Jeremy Sears is a 33-year old barbershop owner from Cincinnati who “used to sing in a punk band and is covered in tattoos,” quite a deviation from the Annual Meeting’s major demographic (or at least much of the public’s projection thereof). “There are millions of peaceful gun owners in America, and the media seems to focus on fringe elements, if they even interview them at all, in respect to why they own firearms or stand for our constitutional rights,” he said. Sears joined the NRA for the perks at shooting clubs and to support “a political lobby aimed at combating any infringement of my constitutional right.”

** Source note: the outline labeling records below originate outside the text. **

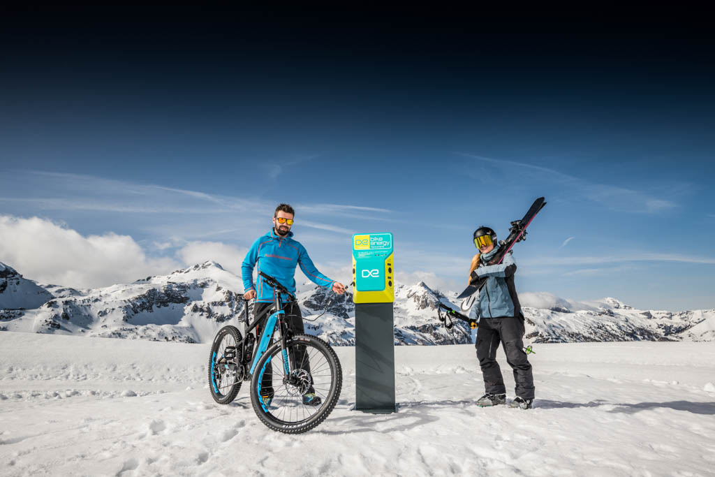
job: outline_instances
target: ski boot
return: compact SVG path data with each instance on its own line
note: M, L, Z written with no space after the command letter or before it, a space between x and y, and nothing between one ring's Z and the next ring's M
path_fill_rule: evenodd
M519 396L514 398L514 400L509 403L510 408L518 408L520 409L531 409L533 399L523 399Z
M491 394L487 393L477 400L477 405L480 408L488 408L499 404L506 404L506 394Z

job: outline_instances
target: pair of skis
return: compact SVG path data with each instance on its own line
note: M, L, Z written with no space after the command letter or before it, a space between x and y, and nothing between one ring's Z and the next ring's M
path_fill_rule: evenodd
M501 248L496 256L486 264L487 265L494 265L501 263L502 260L504 260L504 257L511 250L516 242L526 240L526 227L529 226L529 224L533 220L536 214L546 205L546 202L544 201L544 198L539 197L533 202L531 207L529 207L529 210L521 220L515 220L511 222L511 227L509 228L509 236L506 240L499 241L499 245ZM479 266L482 266L481 261L479 262ZM464 291L457 297L457 300L463 300L460 305L462 311L469 311L469 309L472 308L472 305L478 296L477 293L484 287L484 284L487 282L487 277L480 278L479 275L477 275L476 270L472 272L469 286L465 288Z

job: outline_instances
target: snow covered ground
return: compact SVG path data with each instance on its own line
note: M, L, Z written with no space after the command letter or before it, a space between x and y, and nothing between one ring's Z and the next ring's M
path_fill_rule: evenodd
M337 348L340 401L297 436L247 387L214 403L208 346L0 333L0 476L715 475L711 343L536 345L526 411L475 405L471 345L396 347L390 415L350 410L355 348Z

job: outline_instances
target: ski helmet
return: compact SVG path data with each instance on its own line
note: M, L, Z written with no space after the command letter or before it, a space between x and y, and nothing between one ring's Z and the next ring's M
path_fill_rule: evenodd
M477 248L493 244L496 245L496 232L488 227L482 226L474 231L474 246Z

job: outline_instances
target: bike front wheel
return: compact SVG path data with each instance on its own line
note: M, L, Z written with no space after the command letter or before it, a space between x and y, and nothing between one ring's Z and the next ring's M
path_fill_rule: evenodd
M241 332L235 326L225 326L216 334L209 357L209 389L219 404L228 404L236 398L242 380L240 367L242 343Z
M251 379L251 402L270 428L298 434L325 421L342 387L340 362L330 345L298 335L285 351L279 342L261 357Z

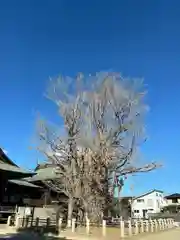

He added that, “Gun violence is a really funny term to me, just the insinuation that because the violence was perpetrated with a firearm, it attains a higher level of sinister or evil. All violence is repugnant.” On the issue of gun control measures, Sears cut the difference between Smith and Bracken, stating simply “I would like to see the current laws in place enforced better.” Indeed there does appear to be a significant gap between regulations and enforcement, often attributed to a lack of available resources within various government agencies.

Sears noted that, at the end of the day, “we [gun owners] are their neighbors, friends and family, not bad guys.” “Nobody wants to see a school get shot up by some wacko or see people gunned down by by some gang banger in a drive by,” Bracken added. “The NRA doesn't want that, the Brady Campaign doesn't want that, gun owners don't want that, anti-gun activists don't want that. Instead of fighting against each other into a stalemate where nothing changes, they should pool their power and energy into looking for real solutions. Maybe an overhaul of the mental health system. Maybe more opportunity for education and jobs for misguided inner-city youth. Maybe more training in gun safety.”

As Smith pointed out, the NRA does try to advance gun education, and this type of training emphasizes restraint. “I don't carry weapons because I'm afraid. I carry weapons because I have a right to defend myself if the situation should ever arise,” he said. “I have a letter I wrote to myself when I got my conceal carry permit, and in that letter I described the situation that I would or would not use my weapon. That letter was sealed, mailed to myself and put in a safety deposit box. Heaven forbid I ever have to use my weapon, my lawyer will hand me that letter, and I'll read it.”

America has a unique and entrenched relationship with guns compared to the rest of the world, and we can parse apart ad infinitum the reasons why. But the fact is that this debate ain’t going anywhere anytime soon. Perhaps it’s time we learn to talk about it, whether that’s at a dive bar, over a cup of coffee, or at ground zero of the NRA’s biggest event.